The efficient market hypothesis requires the presence in the market of rational people who maximise their utility or profits based on the formation of rational expectations about the future events. At any point of time, there can be one a few people who would make mistakes; but as a whole, the market is correct and no one is, therefore, able to manipulate the market and make super profits.
If markets behave according to the tenets of the efficient market hypothesis, then, it is not possible for a few market participants to exploit other participants. Since there is no necessity to give protection to vulnerable market participants, there is no role for the share market regulators. In such efficient markets, the presence of market regulators is unnecessary and irrelevant.
The historical evolution of the concept of efficient markets, its main critiques and where it stands today have been well elaborated by the free lance columnist and Editorial Director of Harvard Business Review Group, Justin Fox, in a publication made in 2009 under the title ‘The Myth of the Rational Market’. According to Fox, it is a delusion to expect rational behaviour in any of the share markets in the world.
Behaviouralists’ attack on rational markets
The proposition of the existence of rational markets came under attack by a group of economists who called themselves behavioural economists.
It was the Carnegie Mellon University economist, Herbert Simon, who first propounded in 1957 the idea that people are not rational as assumed by mainstream economists but behave within a boundary set for them by three impediments: the non-availability of all the relevant information and therefore the absence of perfect foresight; the limitation of the brain power to process the information available and limitation of time to sit down and make an informed decision.
This idea was coined as ‘bounded rationality’. Then, Simon said that people do not maximise; they simply just do what is necessary for them to keep going. Combining the two words ‘satisfy’ and ‘suffice’, he coined a new term to describe their behaviour: ‘satisfice’. Subsequently, psychologists like Daniel Kahneman and Amos Tversky presented in more concrete form this deviant human behaviour. The typical human behaviour, according to then was characterised by three attributes. First, people anchor themselves to some normalcy which they have already learned. Second, they always go by some representative principle which they consider as the typical situation. Third, they go by the most recent example which they can remember and not the best example available in their memory bank.
Regulations needed to check on market manipulations
The implication of this is that it is always possible to fool, exploit, direct, herd and manipulate people. When applied to the share market, some elite group can profit from the ignorance and the mediocrity of the rest.
This would have been at the back of the mind of the US authorities when they proceeded to put the Sri Lankan-born fund manager Raj Rajaratnam behind bars for 11 years as a warning to those who might think of setting themselves on an enterprise involving the manipulation of the share market.
The reasoning behind taking tough action on market manipulation is to restore law and order and rule of law in the market so that all market participants could play the game according to the set rules that are meant for preventing self-serving participants from harming each other.

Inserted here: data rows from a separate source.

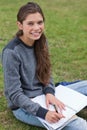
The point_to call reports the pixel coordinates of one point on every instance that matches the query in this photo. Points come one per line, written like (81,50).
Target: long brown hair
(43,68)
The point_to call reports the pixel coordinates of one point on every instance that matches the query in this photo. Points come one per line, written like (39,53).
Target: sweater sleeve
(50,88)
(13,86)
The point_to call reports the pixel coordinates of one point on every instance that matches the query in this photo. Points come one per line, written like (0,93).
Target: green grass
(66,30)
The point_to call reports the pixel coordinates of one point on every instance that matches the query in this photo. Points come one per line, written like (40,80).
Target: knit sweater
(21,82)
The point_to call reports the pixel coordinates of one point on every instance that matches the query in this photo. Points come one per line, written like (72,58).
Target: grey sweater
(21,83)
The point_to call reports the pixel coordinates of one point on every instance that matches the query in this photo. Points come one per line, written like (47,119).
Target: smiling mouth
(36,33)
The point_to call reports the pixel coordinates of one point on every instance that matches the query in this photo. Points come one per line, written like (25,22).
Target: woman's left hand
(51,99)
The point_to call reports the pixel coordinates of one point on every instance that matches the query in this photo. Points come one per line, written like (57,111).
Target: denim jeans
(76,124)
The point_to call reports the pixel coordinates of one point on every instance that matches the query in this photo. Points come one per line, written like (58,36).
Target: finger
(47,103)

If a market is infested by manipulators and such infestation is tolerated, it loses its credibility and ability to prosper.
Further, as Gresham’s Law would have reminded the US authorities, bad market participants would have driven out the good market participants thereby making it a market of only thieves.
Kautilya’s counsel to his king in a similar situation was that ‘they should be prevented from harassing people’. The private sector friendly Adam Smith put it in a milder form when he said that their cries ‘ought always to be listened with great precaution and ought never to be adopted’.